BSc Criminology and Criminal Justice
About this course
Criminology and criminal justice is the social-scientific study of crime, deviance, and the systems society creates to respond to them. Criminology asks why crime occurs, who commits it, who is most affected by it, and whether the categories we use to define and measure it are as neutral as they appear. Criminal justice examines the institutions, processes, and practices through which society responds to crime, including the police, the courts, the prison system, and the probation service, asking whether these systems are effective, fair, and humane. Together they provide both the conceptual tools to understand crime as a social phenomenon and the critical perspective to assess the systems designed to address it.

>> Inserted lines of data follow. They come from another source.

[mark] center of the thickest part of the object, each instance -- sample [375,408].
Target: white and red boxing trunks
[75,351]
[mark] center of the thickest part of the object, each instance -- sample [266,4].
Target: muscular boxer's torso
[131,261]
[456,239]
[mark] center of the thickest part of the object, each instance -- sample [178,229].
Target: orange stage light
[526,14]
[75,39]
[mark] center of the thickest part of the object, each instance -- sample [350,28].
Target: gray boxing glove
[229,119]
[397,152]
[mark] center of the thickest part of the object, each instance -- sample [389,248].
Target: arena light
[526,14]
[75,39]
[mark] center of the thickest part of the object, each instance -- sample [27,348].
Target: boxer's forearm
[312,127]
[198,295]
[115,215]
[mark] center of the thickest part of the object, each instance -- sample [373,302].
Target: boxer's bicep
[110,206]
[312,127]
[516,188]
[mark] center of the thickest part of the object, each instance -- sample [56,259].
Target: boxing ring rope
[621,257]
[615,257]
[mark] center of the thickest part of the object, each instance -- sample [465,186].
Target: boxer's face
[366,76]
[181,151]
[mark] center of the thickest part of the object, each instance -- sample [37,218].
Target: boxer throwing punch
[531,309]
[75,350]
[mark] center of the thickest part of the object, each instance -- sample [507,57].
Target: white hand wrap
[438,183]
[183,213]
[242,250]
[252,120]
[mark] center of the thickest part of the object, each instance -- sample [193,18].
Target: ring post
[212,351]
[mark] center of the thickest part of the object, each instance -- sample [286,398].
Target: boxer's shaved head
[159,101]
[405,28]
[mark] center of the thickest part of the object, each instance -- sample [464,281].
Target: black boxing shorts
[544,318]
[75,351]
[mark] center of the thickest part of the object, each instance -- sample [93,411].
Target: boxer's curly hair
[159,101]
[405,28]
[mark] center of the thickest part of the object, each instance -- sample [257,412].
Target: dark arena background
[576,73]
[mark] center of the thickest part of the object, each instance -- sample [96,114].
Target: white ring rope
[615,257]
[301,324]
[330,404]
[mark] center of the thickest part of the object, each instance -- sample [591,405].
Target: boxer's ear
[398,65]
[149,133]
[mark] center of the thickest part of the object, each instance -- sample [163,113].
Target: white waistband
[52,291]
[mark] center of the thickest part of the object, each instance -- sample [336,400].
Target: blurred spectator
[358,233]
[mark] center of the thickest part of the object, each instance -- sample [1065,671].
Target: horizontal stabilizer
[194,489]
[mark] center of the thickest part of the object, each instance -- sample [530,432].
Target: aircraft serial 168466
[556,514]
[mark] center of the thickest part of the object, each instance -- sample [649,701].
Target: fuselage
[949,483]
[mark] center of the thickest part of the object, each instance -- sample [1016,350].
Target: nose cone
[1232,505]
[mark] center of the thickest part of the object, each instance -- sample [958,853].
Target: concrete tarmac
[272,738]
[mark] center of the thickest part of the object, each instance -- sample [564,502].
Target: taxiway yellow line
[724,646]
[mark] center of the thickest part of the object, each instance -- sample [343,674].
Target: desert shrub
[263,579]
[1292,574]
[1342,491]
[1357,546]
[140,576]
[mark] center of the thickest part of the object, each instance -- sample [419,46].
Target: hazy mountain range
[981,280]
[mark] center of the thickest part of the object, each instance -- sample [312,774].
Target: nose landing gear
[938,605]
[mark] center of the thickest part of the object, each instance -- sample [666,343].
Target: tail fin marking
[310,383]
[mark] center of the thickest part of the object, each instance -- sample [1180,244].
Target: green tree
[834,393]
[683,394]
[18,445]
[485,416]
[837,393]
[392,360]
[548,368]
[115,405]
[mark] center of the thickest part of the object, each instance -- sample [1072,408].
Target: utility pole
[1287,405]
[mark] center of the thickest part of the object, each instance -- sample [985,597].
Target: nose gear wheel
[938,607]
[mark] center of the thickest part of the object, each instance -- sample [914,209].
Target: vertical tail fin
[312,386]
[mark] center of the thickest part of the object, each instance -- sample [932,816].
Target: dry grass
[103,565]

At the University of Kent this three-year programme covers a wide range of topics, including drug policy and the criminalisation of drug use, cybercrime and the challenges of policing digital spaces, violence and its social contexts, the psychology of offending and desistance, the experience of imprisonment, and the role of forensic psychology in the justice system. You will engage with both quantitative and qualitative research methods, developing the skills to investigate social phenomena rigorously and to evaluate the evidence behind policy claims. Kent's location and its connections to criminal justice institutions in the region provide opportunities to connect academic study to real professional practice. Graduates from criminology and criminal justice programmes work across a wide range of settings, including the police service, probation, the prison service, youth justice, social work, victim support, policy research, and the voluntary sector. Journalism, legal practice (with further training), and academic research are also destinations for graduates with strong analytical skills. The degree develops a critical and evidence-based way of thinking about social problems that is valued in any role concerned with public services, social policy, or justice. Further study at postgraduate level in criminology, criminal justice, law, or social policy is a natural next step for those who wish to specialise.